Filtre, baca gazı arıtma, atık su arıtma, atık kül-cüruf-alçı taşı depolama alanı vb. yatırımları çok ivedilikle yapmadıkları, etkin ve verimli hizmet verir hale getirmedikleri, salımlarını devamlı duyurmadıkları sürece, söz konusu santralların çalışmalarına izin verilmemelidir.
Enerji politikalarında ciddi ve radikal bir değişikliğe gidilmeli, elektrik üretiminde fosil yakıtların payı düşürülmeli; yenilenebilir enerji kaynaklarının payını ciddi oranda artırmaya yönelik politikalar, kamusal planlama anlayışı ile toplum çıkarlarını gözeterek ivedilikle uygulanmalıdır. Bundan böyle enerji üretim tesislerinin kamusal bir planlama anlayışı içinde, esas olarak rüzgâr, güneş vb. yenilenebilir enerji kaynaklarına dayalı ve toplum çıkarlarını gözetir biçimde kurulması sağlanmalıdır.

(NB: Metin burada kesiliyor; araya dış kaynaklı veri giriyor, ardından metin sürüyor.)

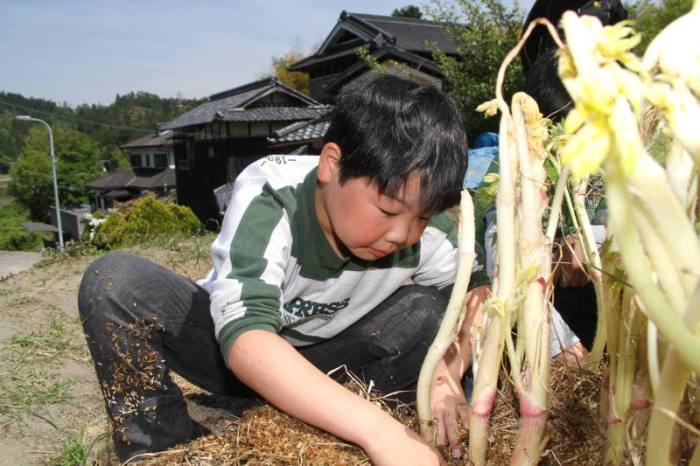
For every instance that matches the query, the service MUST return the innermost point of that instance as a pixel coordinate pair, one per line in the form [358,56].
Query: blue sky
[89,51]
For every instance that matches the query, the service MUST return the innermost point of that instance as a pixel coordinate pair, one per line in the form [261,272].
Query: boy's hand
[389,446]
[448,406]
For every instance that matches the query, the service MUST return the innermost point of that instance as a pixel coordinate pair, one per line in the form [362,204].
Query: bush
[13,236]
[145,219]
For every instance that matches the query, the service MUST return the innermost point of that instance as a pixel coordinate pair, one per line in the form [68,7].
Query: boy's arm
[275,370]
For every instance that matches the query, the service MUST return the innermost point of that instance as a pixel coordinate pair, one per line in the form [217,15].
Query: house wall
[202,166]
[146,156]
[317,90]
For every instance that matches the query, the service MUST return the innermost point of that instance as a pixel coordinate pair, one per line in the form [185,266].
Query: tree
[484,31]
[652,16]
[409,11]
[79,162]
[294,79]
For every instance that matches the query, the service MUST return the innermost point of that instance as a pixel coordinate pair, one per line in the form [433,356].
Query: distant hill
[130,116]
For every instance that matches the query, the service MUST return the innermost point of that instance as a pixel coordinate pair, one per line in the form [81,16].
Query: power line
[75,120]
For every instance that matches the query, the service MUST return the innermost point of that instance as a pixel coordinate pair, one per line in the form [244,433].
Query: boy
[310,273]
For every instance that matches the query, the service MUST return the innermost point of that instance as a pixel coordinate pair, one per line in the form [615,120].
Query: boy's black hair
[543,84]
[388,128]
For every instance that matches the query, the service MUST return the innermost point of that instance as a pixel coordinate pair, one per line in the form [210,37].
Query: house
[403,45]
[152,169]
[215,141]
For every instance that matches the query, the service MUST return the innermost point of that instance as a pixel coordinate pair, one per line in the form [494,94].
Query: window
[259,129]
[160,160]
[238,130]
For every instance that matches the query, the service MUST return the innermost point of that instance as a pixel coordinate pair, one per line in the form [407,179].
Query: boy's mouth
[378,254]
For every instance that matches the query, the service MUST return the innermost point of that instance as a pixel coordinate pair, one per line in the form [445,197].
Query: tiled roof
[138,178]
[383,55]
[152,140]
[276,113]
[221,103]
[406,34]
[302,131]
[411,33]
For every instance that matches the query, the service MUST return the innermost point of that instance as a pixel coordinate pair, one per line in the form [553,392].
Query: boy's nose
[399,232]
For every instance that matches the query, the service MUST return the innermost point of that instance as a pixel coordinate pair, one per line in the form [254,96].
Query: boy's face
[358,220]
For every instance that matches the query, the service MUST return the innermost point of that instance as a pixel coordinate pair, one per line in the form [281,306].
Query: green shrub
[13,236]
[145,219]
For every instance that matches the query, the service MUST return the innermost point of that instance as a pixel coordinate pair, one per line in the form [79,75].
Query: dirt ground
[50,403]
[49,395]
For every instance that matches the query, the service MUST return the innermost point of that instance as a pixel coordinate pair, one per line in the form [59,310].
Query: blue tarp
[481,157]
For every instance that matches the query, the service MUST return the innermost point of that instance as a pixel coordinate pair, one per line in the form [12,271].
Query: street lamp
[53,169]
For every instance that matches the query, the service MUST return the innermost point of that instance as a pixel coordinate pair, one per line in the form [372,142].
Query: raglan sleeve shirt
[249,256]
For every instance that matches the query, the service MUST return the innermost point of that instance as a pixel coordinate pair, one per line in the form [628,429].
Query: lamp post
[53,170]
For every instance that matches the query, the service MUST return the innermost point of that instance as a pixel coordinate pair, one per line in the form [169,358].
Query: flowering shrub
[145,219]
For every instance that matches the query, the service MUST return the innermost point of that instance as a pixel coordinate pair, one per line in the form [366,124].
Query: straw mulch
[266,436]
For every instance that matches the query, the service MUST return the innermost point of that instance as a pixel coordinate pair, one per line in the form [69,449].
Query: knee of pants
[105,283]
[413,325]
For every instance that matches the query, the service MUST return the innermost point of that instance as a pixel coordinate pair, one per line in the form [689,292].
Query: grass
[30,381]
[74,453]
[4,188]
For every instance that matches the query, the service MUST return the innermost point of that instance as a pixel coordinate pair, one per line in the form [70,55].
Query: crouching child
[322,261]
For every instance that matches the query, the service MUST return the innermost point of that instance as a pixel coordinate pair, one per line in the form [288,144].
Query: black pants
[142,320]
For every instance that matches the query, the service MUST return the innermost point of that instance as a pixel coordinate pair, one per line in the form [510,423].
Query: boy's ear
[329,162]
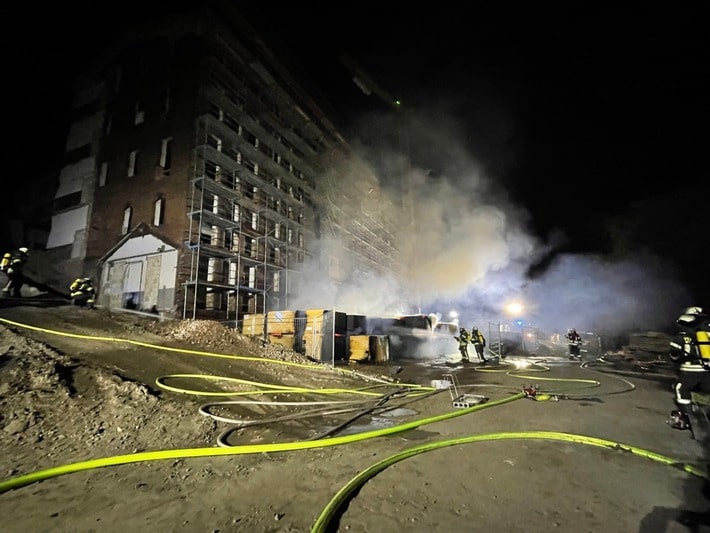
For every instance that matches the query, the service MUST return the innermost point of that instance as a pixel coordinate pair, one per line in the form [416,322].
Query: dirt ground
[118,422]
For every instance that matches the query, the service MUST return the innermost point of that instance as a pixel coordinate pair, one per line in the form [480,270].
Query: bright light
[514,308]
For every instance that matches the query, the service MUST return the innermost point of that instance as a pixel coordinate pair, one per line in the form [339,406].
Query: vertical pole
[333,341]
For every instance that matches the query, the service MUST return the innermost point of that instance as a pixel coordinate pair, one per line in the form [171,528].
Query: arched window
[126,224]
[159,211]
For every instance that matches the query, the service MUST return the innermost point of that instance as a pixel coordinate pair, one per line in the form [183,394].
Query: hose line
[344,495]
[40,475]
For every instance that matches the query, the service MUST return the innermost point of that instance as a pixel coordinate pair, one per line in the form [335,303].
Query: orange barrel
[359,348]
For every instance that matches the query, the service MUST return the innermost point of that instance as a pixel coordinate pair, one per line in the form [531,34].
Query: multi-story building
[201,180]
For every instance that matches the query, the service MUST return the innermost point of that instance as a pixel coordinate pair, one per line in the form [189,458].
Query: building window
[159,211]
[132,163]
[232,273]
[126,224]
[215,142]
[117,78]
[165,153]
[140,114]
[167,102]
[103,172]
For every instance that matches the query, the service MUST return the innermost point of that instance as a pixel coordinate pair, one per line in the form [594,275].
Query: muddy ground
[116,422]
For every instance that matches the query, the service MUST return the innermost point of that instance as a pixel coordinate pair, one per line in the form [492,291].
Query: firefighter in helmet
[464,338]
[690,349]
[83,292]
[479,343]
[12,264]
[574,340]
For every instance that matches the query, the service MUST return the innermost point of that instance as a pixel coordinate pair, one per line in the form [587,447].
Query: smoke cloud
[468,248]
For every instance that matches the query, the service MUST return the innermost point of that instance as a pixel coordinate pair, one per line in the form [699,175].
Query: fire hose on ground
[333,507]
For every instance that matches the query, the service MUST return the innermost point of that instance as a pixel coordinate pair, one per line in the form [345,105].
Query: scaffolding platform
[458,400]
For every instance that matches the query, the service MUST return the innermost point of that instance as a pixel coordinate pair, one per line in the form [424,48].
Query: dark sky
[594,120]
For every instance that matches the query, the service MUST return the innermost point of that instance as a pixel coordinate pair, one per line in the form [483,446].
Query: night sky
[593,121]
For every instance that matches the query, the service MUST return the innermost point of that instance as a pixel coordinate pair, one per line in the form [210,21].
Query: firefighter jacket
[464,338]
[82,287]
[13,263]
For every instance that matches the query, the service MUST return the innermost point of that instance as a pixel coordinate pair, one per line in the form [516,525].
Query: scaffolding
[248,218]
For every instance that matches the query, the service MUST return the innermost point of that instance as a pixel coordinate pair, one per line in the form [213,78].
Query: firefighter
[691,350]
[82,292]
[13,266]
[574,340]
[464,338]
[479,343]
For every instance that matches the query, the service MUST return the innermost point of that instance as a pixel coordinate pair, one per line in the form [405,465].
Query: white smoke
[467,248]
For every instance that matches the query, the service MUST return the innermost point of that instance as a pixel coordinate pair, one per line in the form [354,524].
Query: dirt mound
[51,404]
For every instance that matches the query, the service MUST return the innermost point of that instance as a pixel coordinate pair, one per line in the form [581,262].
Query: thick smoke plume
[467,248]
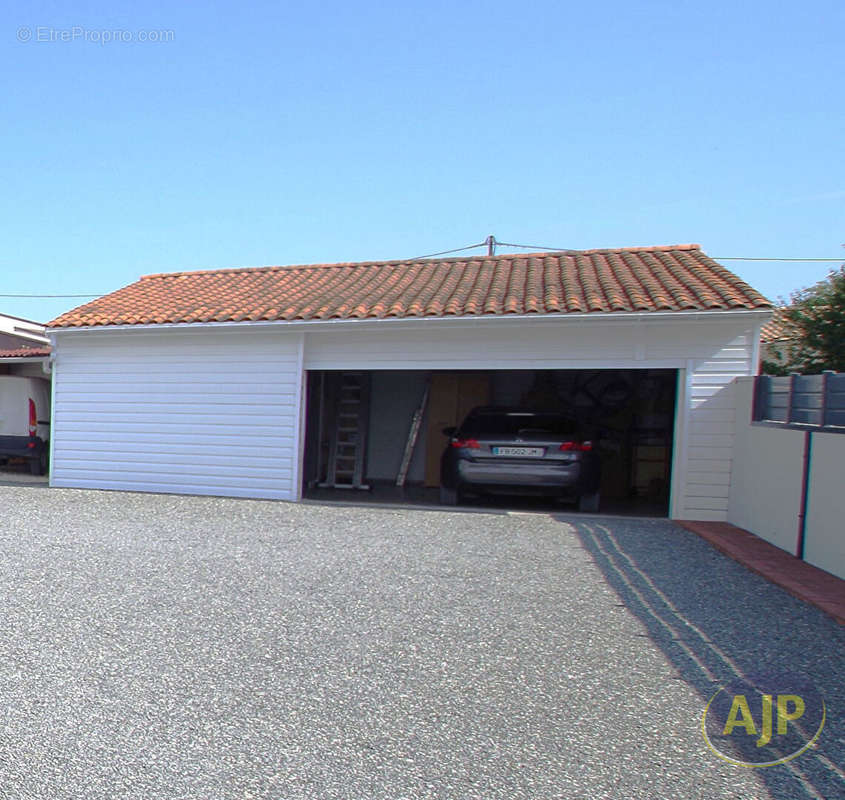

Enerji sektörünü özel tekellerin kar egemenliğinden çıkarıp kamusal bir düzleme aktarma, toplum çıkarlarını gözeten, kamusal planlama esaslı, yenilenebilir kaynaklara dayalı, düşük karbon salımlı bir ekonomiye yönelme ve enerjiyi azami ölçüde verimli kullanarak enerjide demokratik bir denetimi/programı gerçekleştirme ihtiyacı vardır.